Para os fins a que se propõe o presente estudo, focaremos na análise dos critérios material e pessoal da norma tributária, veiculados nos artigos 47 e 51 do CTN, com o objetivo de verificar a incidência (ou não) dessa exigência fiscal sobre a revenda de mercadorias importadas que não tenham sido submetidas a um processo de industrialização pela empresa importadora.
Conforme se verá adiante, a discussão gira em torno da análise do real fato gerador do IPI e da equiparação dos estabelecimentos importadores a estabelecimentos industriais, matéria que foi alvo de intenso debate no Superior Tribunal de Justiça durante o julgamento do Recurso Especial (EResp) nº 1.411.749/PR.
2. A EXIGÊNCIA DO IPI SOBRE A REVENDA DE MERCADORIAS IMPORTADAS E A OCORRÊNCIA DE BITRIBUTAÇÃO
Destarte, é importante assentar que a tese ora discutida se refere exclusivamente aos casos em que as empresas importadoras revendem mercadorias estrangeiras no mercado interno, sem qualquer modificação em sua natureza ou finalidade – ou seja, sem que ocorra um procedimento de industrialização2.
Antes de prosseguir com a exposição da tese, é pertinente transcrever a ementa do EREsp 1.411.749/PR, responsável pela uniformização da jurisprudência do Superior Tribunal de Justiça em favor do contribuinte, cujo acórdão foi publicado em 18 de dezembro de 2014:
“TRIBUTÁRIO. IMPOSTO SOBRE PRODUTOS INDUSTRIALIZADOS. SAÍDA DO ESTABELECIMENTO IMPORTADOR. A norma do parágrafo único constitui a essência do fato gerador do imposto sobre produtos industrializados.

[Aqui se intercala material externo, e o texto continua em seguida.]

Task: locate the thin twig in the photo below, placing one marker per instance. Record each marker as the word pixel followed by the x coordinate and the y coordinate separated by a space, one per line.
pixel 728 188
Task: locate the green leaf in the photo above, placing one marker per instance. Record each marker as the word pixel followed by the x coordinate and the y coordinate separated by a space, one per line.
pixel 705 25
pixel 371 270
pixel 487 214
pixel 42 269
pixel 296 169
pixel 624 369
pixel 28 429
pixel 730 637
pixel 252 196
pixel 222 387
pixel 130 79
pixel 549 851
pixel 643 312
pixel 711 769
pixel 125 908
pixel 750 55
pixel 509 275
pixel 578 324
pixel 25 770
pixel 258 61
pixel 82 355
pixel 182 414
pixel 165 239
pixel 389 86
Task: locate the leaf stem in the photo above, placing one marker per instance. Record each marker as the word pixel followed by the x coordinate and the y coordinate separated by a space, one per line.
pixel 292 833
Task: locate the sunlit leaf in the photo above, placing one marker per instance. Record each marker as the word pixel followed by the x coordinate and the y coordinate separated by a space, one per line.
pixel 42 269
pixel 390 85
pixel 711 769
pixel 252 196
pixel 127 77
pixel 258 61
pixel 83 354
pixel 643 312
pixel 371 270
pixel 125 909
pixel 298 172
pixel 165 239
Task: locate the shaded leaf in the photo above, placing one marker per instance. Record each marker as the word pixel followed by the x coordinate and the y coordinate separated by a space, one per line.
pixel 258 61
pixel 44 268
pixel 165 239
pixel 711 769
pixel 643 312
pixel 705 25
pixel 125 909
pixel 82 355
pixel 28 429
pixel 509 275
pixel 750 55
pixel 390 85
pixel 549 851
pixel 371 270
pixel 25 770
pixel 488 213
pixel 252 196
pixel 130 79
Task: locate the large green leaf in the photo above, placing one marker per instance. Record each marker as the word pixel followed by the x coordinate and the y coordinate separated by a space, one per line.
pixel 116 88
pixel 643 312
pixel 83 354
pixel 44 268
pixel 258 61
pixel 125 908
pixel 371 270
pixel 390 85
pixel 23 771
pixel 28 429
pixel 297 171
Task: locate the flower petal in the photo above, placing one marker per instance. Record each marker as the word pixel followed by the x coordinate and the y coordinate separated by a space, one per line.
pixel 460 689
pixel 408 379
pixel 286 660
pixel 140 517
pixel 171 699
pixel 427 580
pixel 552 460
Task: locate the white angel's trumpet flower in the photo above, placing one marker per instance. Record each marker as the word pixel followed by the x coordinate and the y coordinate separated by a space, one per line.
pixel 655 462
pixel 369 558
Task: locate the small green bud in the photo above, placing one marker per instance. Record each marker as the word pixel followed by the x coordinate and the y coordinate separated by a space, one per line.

A teor dela, o tributo não incide sobre o acréscimo embutido em cada um dos estágios da circulação de produtos industrializados. Recai apenas sobre o montante que, na operação tributada, tenha resultado da industrialização, assim considerada qualquer operação que importe na alteração da natureza, funcionamento, utilização, acabamento ou apresentação do produto, ressalvadas as exceções legais. de outro modo, coincidiriam os fatos geradores do imposto sobre produtos industrializados e do imposto sobre circulação de mercadorias. Consequentemente, os incisos I e II do caput são excludentes, salvo se, entre o desembaraço aduaneiro e a saída do estabelecimento do importador, o produto tiver sido objeto de uma das formas de industrialização. Embargos de divergência conhecidos e providos."3
Ao analisar o voto-vista do Ministro Napoleão Nunes Maia Filho no julgamento do processo supracitado, percebe-se que essa discussão é permeada por algumas nuances específicas.
A primeira delas refere-se à mudança súbita de entendimento pela Primeira Seção do STJ, sem que houvesse alteração normativa ou jurisprudencial vinculante. Até então, o posicionamento era pacífico e favorável ao importador-comerciante, fundamentado no princípio da vedação à bitributação.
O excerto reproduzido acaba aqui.